Season of Publication

Spring

Paper Type

Master's Thesis

College

College of Arts and Sciences

Degree Name

Master of Science (MS)

Department

Psychology

NACO controlled Corporate Body

University of North Florida. Department of Psychology

First Advisor

Dr. Jennifer Wolff

Second Advisor

Dr. Jody Nicholson-Bell

Department Chair

Dr. Lori Lange

College Dean

Dr. George Rainbolt

Abstract

Adolescence and young adulthood are the periods of development associated with the highest amount of risk-taking. One theory, the Dual-Systems model, suggests that this could be due to an imbalance in the maturation of two brain systems: reward appraisal, which matures first, and cognitive control, which matures later.
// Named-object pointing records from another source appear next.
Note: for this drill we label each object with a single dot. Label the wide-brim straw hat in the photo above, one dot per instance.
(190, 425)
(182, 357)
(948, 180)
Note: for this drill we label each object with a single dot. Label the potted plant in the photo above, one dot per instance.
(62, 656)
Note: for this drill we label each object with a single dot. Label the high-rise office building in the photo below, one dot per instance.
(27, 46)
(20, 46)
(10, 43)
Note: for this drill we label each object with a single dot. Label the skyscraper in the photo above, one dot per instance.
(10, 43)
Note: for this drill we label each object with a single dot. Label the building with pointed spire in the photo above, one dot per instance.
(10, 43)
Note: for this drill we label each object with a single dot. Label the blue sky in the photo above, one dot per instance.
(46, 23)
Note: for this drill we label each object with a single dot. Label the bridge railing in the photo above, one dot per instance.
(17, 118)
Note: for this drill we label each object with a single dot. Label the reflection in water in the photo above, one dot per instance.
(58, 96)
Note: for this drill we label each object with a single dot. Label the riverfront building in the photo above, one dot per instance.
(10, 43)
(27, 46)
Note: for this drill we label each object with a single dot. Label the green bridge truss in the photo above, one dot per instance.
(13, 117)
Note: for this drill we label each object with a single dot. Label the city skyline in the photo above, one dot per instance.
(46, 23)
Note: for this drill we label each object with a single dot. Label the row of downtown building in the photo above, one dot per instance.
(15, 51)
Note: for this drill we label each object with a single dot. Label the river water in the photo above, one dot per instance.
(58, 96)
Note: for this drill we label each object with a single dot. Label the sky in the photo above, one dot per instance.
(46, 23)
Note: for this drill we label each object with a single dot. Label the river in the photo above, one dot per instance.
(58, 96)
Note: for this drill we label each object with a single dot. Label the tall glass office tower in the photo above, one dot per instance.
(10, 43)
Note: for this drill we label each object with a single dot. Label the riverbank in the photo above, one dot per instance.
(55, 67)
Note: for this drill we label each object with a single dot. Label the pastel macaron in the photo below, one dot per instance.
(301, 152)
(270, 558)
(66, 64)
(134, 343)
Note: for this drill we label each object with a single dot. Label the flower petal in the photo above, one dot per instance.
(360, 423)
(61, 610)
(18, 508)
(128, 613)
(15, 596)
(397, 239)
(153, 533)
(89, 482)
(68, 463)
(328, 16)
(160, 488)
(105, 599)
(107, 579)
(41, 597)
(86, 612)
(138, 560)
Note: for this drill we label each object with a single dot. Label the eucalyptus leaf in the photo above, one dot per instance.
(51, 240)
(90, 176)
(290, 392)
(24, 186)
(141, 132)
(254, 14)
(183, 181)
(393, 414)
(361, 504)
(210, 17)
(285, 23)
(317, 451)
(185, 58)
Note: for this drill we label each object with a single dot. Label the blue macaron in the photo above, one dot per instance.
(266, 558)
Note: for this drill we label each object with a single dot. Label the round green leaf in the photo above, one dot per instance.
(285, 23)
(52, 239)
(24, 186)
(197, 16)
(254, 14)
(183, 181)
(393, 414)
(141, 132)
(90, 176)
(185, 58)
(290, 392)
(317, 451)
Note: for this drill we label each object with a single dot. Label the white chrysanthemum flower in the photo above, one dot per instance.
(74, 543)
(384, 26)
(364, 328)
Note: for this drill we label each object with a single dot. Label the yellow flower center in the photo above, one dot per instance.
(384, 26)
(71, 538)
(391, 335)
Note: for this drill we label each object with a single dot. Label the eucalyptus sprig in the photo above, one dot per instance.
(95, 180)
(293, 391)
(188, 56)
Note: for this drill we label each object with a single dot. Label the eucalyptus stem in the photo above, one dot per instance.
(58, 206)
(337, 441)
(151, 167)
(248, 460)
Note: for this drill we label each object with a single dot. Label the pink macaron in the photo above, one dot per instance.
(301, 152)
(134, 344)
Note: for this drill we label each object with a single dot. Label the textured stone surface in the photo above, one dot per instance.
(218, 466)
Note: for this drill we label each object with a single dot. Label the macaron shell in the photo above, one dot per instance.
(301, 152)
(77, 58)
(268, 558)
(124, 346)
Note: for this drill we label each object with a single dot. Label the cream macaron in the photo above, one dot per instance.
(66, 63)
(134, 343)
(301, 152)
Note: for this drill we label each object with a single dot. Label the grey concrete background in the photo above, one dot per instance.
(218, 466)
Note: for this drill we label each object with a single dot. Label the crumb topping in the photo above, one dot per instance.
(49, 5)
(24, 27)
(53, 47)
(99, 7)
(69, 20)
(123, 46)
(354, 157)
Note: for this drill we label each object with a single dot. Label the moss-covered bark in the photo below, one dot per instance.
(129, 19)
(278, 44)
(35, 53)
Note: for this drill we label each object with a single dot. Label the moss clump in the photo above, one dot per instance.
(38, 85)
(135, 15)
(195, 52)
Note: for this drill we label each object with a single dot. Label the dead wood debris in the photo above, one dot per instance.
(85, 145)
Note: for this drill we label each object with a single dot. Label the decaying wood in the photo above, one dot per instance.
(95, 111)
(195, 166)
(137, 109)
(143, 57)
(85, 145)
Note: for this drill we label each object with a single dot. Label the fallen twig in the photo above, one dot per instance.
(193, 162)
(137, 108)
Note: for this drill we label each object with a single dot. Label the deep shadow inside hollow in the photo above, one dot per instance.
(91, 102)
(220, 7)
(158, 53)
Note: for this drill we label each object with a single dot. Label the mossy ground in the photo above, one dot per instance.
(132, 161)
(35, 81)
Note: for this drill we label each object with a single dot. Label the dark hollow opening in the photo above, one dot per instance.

This imbalance may be the cause of adolescents’ tendency to favor immediate rewards, disregarding consequences. Depressed adolescents, however, behave differently. While it is not exactly clear whether they take more risks or fewer risks, depressed adolescents display different interactions and decision making with their peers than non-depressed adolescents. This study attempted to use these patterns of behavior already identified in previous research to predict where an adolescent would fall on a depression continuum based on their Self-Focused and Other-Focused risk behaviors. Results did not find a link between depression and either type of risk. Results may be inconclusive due to issues within the data and data collection process.